AS: Our customers use our technology across a wide range of applications. Here are some of our favorite recent examples.

As part of their multi-omic approach to understanding breast cancer, scientists at Novartis used Arima technology coupled with CRISPR and single-cell RNA sequencing to reveal novel noncoding regulatory elements that contribute to oncogenic transcriptional programming and cell proliferation of ER+ breast cancer cells. 

As part of the Telomere-to-Telomere consortium, Arima technology was also used to aid in the assembly of the first fully complete human genome and other analyses of human and non-human genomes.

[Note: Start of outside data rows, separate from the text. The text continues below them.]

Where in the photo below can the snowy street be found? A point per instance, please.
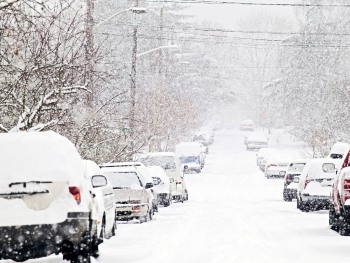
(234, 214)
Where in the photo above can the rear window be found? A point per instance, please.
(123, 180)
(296, 167)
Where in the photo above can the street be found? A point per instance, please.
(234, 214)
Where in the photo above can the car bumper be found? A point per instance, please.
(131, 211)
(24, 242)
(292, 193)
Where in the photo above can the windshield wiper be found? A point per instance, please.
(30, 182)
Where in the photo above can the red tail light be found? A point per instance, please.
(306, 183)
(288, 178)
(347, 184)
(136, 207)
(75, 192)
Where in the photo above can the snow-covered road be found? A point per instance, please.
(234, 214)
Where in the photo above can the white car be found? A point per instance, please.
(170, 162)
(161, 185)
(263, 154)
(145, 177)
(339, 150)
(130, 194)
(103, 199)
(45, 199)
(276, 167)
(256, 141)
(315, 184)
(246, 125)
(191, 149)
(291, 179)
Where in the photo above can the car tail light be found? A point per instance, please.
(75, 192)
(135, 208)
(306, 183)
(288, 178)
(347, 184)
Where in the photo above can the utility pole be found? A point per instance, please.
(133, 81)
(89, 52)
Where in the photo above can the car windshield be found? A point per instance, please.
(296, 167)
(166, 162)
(189, 159)
(123, 180)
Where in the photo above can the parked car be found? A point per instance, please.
(256, 141)
(263, 154)
(339, 150)
(276, 167)
(291, 179)
(315, 184)
(130, 194)
(339, 209)
(246, 125)
(104, 200)
(170, 162)
(144, 176)
(161, 184)
(184, 149)
(45, 200)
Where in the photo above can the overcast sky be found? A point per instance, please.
(228, 15)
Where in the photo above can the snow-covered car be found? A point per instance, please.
(339, 209)
(45, 200)
(246, 125)
(191, 149)
(130, 194)
(262, 155)
(339, 150)
(191, 163)
(276, 167)
(256, 141)
(171, 164)
(161, 185)
(291, 179)
(145, 178)
(103, 199)
(315, 184)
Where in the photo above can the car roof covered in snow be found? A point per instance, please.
(39, 156)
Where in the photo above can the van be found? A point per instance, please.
(104, 204)
(170, 162)
(45, 200)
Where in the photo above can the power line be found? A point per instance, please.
(244, 3)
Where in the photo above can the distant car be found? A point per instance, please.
(339, 150)
(191, 149)
(191, 163)
(263, 154)
(144, 176)
(130, 194)
(256, 141)
(291, 179)
(171, 164)
(246, 125)
(104, 199)
(315, 184)
(45, 199)
(161, 185)
(276, 167)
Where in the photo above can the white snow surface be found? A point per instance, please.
(234, 214)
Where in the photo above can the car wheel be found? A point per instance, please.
(87, 247)
(332, 218)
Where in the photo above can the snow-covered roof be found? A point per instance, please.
(38, 156)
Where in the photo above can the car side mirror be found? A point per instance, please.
(296, 179)
(148, 185)
(98, 181)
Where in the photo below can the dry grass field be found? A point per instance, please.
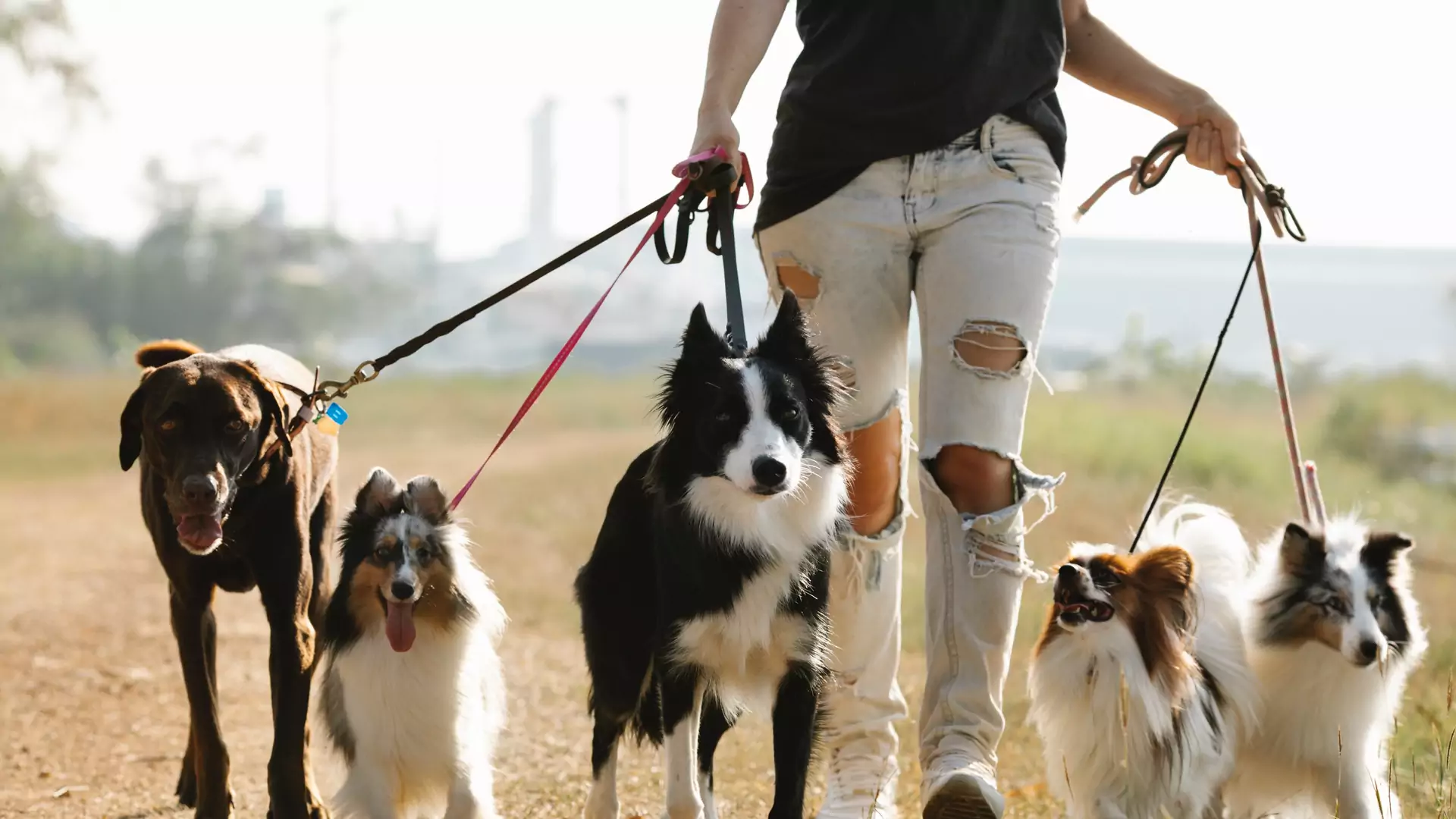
(92, 710)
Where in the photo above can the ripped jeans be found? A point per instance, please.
(970, 231)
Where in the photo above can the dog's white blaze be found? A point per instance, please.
(747, 649)
(403, 528)
(1326, 719)
(425, 722)
(680, 764)
(761, 438)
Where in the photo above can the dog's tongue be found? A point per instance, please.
(200, 531)
(400, 626)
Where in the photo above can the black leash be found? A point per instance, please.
(1197, 397)
(720, 183)
(453, 322)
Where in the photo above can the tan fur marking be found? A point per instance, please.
(437, 607)
(364, 592)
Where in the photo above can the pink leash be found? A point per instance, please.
(686, 172)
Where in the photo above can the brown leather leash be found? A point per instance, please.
(1147, 172)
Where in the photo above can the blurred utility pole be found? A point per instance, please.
(331, 203)
(622, 150)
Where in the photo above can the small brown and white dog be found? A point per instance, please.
(1141, 682)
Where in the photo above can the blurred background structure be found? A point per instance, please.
(334, 177)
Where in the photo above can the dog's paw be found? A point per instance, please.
(216, 808)
(187, 783)
(312, 808)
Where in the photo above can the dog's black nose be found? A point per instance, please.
(767, 471)
(199, 490)
(1367, 651)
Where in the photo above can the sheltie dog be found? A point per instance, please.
(708, 586)
(413, 695)
(1334, 632)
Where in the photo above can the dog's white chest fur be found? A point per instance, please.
(419, 719)
(748, 648)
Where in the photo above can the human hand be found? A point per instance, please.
(1215, 142)
(715, 129)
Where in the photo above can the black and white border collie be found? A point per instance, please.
(708, 586)
(413, 695)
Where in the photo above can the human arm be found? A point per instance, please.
(740, 38)
(1101, 58)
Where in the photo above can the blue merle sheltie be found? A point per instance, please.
(707, 592)
(413, 695)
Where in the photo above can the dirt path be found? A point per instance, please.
(93, 708)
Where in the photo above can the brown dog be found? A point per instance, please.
(223, 516)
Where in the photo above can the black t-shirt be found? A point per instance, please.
(893, 77)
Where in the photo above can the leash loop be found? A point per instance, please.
(1147, 172)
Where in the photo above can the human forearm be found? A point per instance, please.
(740, 38)
(1106, 61)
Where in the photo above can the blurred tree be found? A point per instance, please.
(36, 34)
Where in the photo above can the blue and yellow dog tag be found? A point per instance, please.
(332, 419)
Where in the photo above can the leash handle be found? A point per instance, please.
(1147, 172)
(682, 171)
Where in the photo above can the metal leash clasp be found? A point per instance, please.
(332, 390)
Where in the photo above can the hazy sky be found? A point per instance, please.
(1348, 105)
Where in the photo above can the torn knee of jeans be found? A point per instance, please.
(877, 493)
(990, 349)
(996, 539)
(797, 278)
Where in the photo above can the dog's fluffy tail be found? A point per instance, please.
(165, 352)
(1207, 534)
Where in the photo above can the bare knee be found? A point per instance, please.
(874, 493)
(976, 480)
(990, 349)
(795, 278)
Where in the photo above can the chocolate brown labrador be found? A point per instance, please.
(223, 516)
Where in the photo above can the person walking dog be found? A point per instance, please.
(919, 150)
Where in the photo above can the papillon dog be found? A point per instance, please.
(708, 586)
(1141, 684)
(413, 695)
(1334, 632)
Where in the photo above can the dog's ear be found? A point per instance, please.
(701, 341)
(158, 353)
(425, 499)
(1301, 553)
(131, 423)
(786, 340)
(1382, 550)
(379, 494)
(1165, 576)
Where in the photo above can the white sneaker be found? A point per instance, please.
(962, 792)
(861, 784)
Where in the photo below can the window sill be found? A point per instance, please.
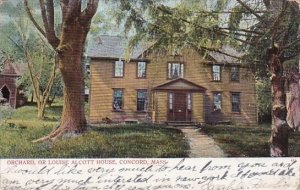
(217, 112)
(216, 81)
(117, 110)
(236, 113)
(141, 111)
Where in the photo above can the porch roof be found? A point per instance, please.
(180, 84)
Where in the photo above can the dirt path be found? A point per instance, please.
(201, 145)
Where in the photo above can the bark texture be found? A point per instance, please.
(69, 47)
(293, 101)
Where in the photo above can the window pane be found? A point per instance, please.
(175, 70)
(118, 99)
(169, 70)
(189, 101)
(141, 69)
(142, 101)
(235, 102)
(216, 69)
(234, 73)
(216, 72)
(171, 101)
(119, 68)
(181, 71)
(217, 101)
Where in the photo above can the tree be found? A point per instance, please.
(265, 30)
(68, 43)
(22, 43)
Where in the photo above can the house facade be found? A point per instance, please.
(167, 88)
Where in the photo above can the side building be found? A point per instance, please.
(167, 88)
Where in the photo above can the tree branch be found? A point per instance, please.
(89, 11)
(72, 11)
(28, 11)
(64, 9)
(51, 36)
(252, 11)
(294, 43)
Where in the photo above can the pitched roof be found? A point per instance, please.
(221, 58)
(106, 46)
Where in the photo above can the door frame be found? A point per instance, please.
(188, 112)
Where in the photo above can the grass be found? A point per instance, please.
(248, 141)
(135, 141)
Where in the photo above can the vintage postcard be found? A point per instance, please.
(150, 94)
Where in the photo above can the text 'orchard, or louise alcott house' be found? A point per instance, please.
(164, 88)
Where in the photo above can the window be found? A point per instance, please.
(234, 73)
(141, 69)
(170, 101)
(118, 99)
(175, 70)
(235, 102)
(142, 100)
(119, 69)
(217, 98)
(189, 101)
(216, 72)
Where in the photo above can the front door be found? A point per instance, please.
(178, 106)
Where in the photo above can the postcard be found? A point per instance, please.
(149, 95)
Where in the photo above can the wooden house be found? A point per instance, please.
(10, 93)
(168, 88)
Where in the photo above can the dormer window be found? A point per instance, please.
(175, 70)
(119, 69)
(216, 72)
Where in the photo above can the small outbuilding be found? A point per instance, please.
(10, 93)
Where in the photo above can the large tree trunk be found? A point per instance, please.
(73, 118)
(280, 130)
(70, 51)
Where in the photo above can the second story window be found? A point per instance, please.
(216, 72)
(118, 99)
(217, 98)
(141, 69)
(119, 69)
(175, 70)
(234, 73)
(142, 100)
(235, 102)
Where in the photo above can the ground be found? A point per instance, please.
(239, 141)
(135, 141)
(20, 127)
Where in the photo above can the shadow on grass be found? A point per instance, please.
(97, 142)
(248, 141)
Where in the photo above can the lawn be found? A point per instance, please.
(133, 141)
(248, 141)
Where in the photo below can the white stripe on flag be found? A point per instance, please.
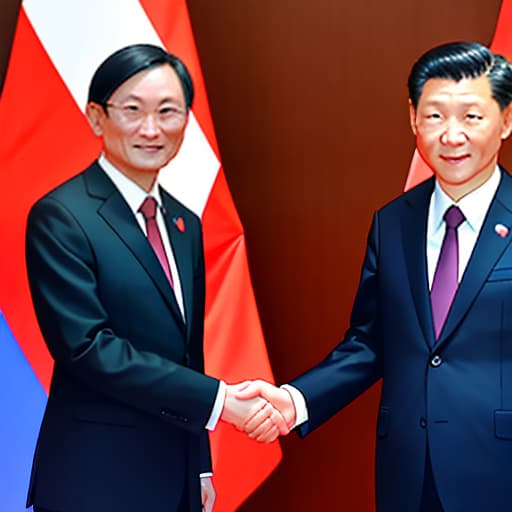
(80, 34)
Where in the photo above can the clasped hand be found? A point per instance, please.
(260, 409)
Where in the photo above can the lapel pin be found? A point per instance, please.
(179, 223)
(501, 230)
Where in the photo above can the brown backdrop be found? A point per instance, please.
(310, 107)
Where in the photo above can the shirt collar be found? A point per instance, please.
(474, 205)
(131, 192)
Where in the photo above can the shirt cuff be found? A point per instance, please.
(218, 405)
(299, 402)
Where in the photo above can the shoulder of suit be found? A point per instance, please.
(177, 206)
(69, 187)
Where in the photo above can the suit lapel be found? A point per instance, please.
(118, 215)
(488, 249)
(414, 229)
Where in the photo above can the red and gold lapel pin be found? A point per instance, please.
(502, 230)
(179, 223)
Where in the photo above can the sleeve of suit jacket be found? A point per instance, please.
(105, 324)
(354, 364)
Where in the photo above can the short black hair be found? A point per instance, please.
(130, 60)
(458, 60)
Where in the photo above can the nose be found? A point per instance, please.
(453, 134)
(149, 126)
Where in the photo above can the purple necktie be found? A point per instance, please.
(148, 209)
(446, 277)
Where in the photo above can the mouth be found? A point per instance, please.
(454, 160)
(149, 148)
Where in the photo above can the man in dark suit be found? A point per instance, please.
(117, 276)
(432, 316)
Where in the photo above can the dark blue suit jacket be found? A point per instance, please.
(453, 395)
(124, 424)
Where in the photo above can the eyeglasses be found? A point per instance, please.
(168, 116)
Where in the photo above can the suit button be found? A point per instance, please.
(436, 361)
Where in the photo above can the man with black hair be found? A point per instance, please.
(432, 316)
(116, 272)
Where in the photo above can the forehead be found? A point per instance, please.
(159, 82)
(467, 90)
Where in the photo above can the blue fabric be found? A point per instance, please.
(23, 400)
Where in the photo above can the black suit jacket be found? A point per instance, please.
(124, 424)
(453, 395)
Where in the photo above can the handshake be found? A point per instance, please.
(260, 409)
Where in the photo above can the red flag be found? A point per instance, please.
(56, 49)
(502, 43)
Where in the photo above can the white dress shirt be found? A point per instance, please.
(474, 206)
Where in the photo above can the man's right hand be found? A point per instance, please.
(241, 409)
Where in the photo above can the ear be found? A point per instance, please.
(95, 116)
(507, 122)
(412, 117)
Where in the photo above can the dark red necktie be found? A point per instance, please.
(446, 277)
(148, 209)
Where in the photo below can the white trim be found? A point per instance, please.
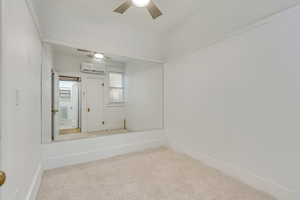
(35, 185)
(62, 154)
(278, 191)
(34, 16)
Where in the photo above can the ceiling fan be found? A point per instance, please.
(151, 6)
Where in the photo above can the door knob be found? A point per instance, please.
(2, 178)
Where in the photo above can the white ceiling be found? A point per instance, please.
(63, 50)
(135, 30)
(100, 12)
(174, 11)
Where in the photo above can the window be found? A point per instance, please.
(116, 87)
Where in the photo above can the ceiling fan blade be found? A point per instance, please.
(123, 7)
(154, 10)
(83, 50)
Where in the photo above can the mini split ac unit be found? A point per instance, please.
(93, 68)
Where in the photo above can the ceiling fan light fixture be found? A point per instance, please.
(140, 3)
(98, 56)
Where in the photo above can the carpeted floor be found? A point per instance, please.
(159, 174)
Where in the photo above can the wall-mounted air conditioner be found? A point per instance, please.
(93, 68)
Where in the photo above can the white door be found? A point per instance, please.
(55, 105)
(94, 102)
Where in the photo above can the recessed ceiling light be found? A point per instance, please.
(140, 3)
(98, 56)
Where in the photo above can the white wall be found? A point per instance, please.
(20, 100)
(144, 110)
(47, 93)
(237, 103)
(86, 150)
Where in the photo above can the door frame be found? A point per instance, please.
(85, 106)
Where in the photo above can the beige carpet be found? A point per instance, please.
(159, 174)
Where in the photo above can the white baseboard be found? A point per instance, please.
(278, 191)
(35, 185)
(63, 154)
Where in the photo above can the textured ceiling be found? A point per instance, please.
(175, 12)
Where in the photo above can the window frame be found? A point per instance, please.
(109, 87)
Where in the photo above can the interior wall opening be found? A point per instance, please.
(96, 94)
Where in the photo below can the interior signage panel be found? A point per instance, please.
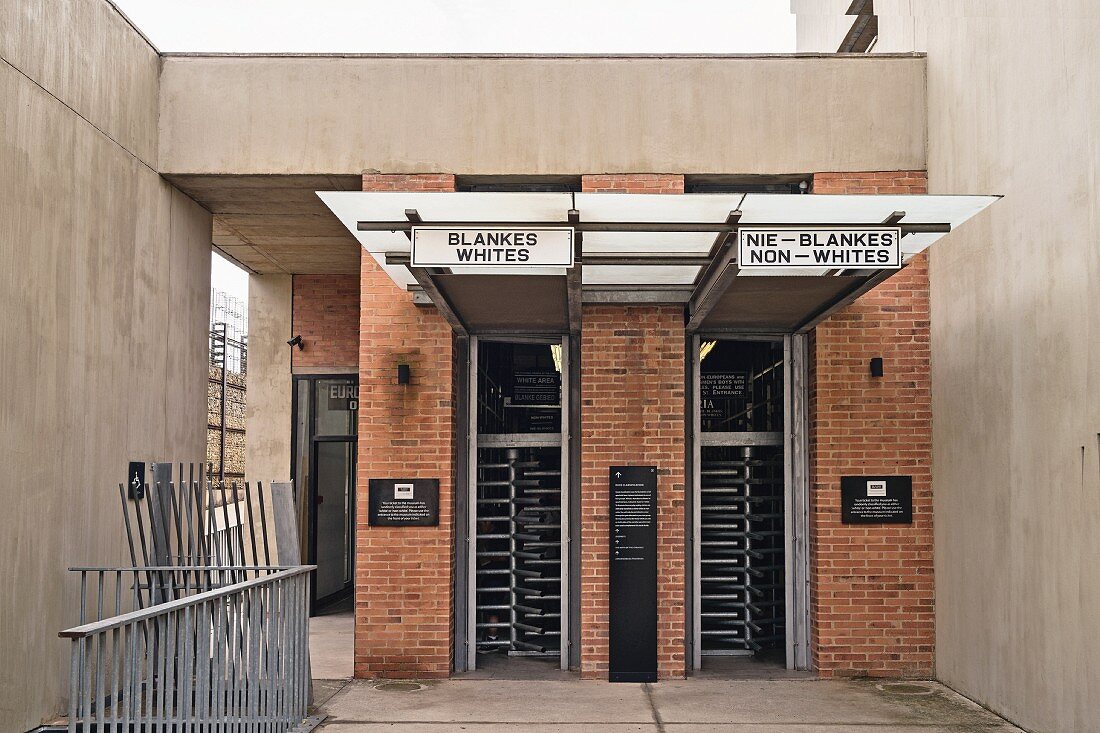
(724, 385)
(633, 575)
(531, 387)
(773, 248)
(403, 502)
(877, 500)
(442, 247)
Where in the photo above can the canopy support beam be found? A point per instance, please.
(685, 227)
(422, 276)
(573, 279)
(716, 277)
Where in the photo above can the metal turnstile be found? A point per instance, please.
(741, 567)
(518, 550)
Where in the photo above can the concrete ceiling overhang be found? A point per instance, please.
(276, 223)
(637, 248)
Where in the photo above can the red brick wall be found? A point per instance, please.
(634, 183)
(404, 600)
(326, 313)
(633, 412)
(633, 407)
(871, 587)
(876, 182)
(408, 182)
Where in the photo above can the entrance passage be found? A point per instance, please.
(739, 547)
(518, 573)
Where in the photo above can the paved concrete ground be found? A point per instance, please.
(735, 696)
(331, 639)
(707, 706)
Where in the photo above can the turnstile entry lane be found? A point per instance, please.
(519, 504)
(739, 502)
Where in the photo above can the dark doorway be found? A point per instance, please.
(326, 426)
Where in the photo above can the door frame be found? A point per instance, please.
(465, 655)
(349, 586)
(306, 502)
(795, 493)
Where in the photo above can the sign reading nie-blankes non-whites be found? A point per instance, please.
(438, 247)
(769, 248)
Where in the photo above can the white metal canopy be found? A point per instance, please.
(652, 248)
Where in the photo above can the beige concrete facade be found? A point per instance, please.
(267, 413)
(226, 115)
(105, 296)
(1013, 108)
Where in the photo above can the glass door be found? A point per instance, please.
(326, 423)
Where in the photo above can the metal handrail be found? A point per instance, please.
(166, 606)
(230, 657)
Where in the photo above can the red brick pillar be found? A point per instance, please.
(871, 590)
(633, 407)
(404, 604)
(326, 314)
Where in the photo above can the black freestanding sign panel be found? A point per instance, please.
(633, 577)
(403, 502)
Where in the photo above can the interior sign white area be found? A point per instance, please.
(438, 247)
(767, 248)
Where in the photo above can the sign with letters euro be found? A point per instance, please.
(493, 248)
(776, 248)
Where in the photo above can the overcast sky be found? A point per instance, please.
(465, 25)
(528, 26)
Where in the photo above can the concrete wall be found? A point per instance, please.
(105, 296)
(268, 409)
(541, 116)
(1013, 108)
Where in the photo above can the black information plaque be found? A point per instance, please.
(403, 502)
(633, 577)
(877, 500)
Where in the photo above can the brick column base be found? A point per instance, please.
(871, 586)
(404, 586)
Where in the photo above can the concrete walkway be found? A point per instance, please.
(780, 706)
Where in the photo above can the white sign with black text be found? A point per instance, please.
(440, 247)
(770, 248)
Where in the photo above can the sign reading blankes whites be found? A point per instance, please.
(497, 247)
(403, 502)
(877, 500)
(776, 248)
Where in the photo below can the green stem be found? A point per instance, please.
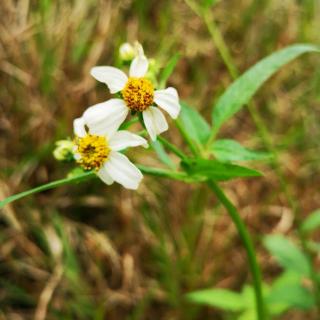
(87, 175)
(50, 185)
(247, 242)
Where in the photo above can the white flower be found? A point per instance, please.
(138, 94)
(97, 149)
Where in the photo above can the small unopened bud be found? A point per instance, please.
(64, 150)
(127, 52)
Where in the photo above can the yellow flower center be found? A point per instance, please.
(138, 94)
(94, 151)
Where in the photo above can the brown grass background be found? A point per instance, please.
(95, 252)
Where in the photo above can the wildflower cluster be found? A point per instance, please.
(98, 140)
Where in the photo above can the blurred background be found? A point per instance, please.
(89, 251)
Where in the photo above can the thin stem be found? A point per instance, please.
(247, 242)
(47, 186)
(91, 174)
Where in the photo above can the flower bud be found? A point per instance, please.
(127, 52)
(64, 150)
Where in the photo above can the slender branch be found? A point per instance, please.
(91, 174)
(247, 242)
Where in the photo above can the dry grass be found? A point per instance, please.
(95, 252)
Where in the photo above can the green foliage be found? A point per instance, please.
(215, 170)
(167, 71)
(287, 254)
(287, 292)
(195, 126)
(226, 150)
(241, 91)
(162, 154)
(219, 298)
(55, 184)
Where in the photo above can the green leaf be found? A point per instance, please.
(227, 150)
(167, 71)
(312, 222)
(219, 298)
(287, 292)
(242, 90)
(195, 126)
(287, 254)
(50, 185)
(215, 170)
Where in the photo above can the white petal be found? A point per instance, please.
(123, 139)
(168, 100)
(106, 117)
(155, 122)
(123, 171)
(79, 127)
(114, 78)
(104, 176)
(139, 66)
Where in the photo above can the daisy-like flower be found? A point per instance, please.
(138, 94)
(97, 148)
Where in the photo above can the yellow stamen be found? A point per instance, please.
(138, 94)
(94, 151)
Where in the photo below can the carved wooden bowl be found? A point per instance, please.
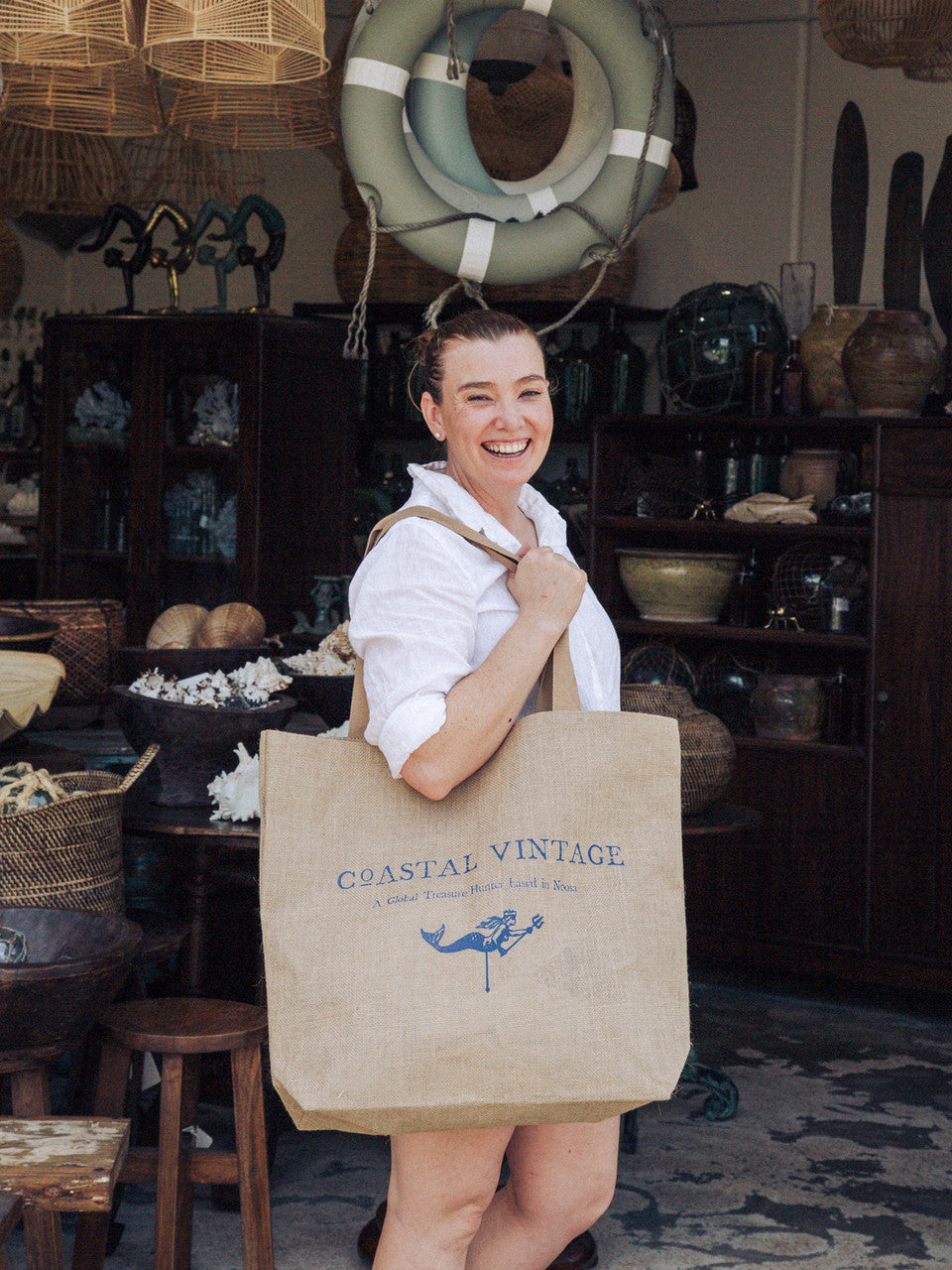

Another group found that H1 linker histones are a critical regulator of gene silencing through localized control of chromatin compaction, 3D genome organization and the epigenetic landscape. This example is exciting because it demonstrates just how much there is to learn about epigenetic regulation and the 3D genome.

SW: What do you envision the future of 3D genomics to look like? How do you think this technology will develop in the future?

AS: We are very excited about the future of 3D genomics. We believe utilization will continue to grow and become a standard technology used to provide essential insights into 3D gene regulation in human health and disease research. Additionally, the use of 3D genomics as a tool to detect (and characterize) structural variants from short-read sequencing data is very promising.

Together, I think we are just scratching the surface of understanding how the 3D genome impacts human health. We believe the foundational studies being done today in areas like cancer, immunology and neuroscience will one day enable the development of new diagnostic tools and approaches.

Dr. Anthony Schmitt was speaking to Sarah Whelan, Science Writer for Technology Networks.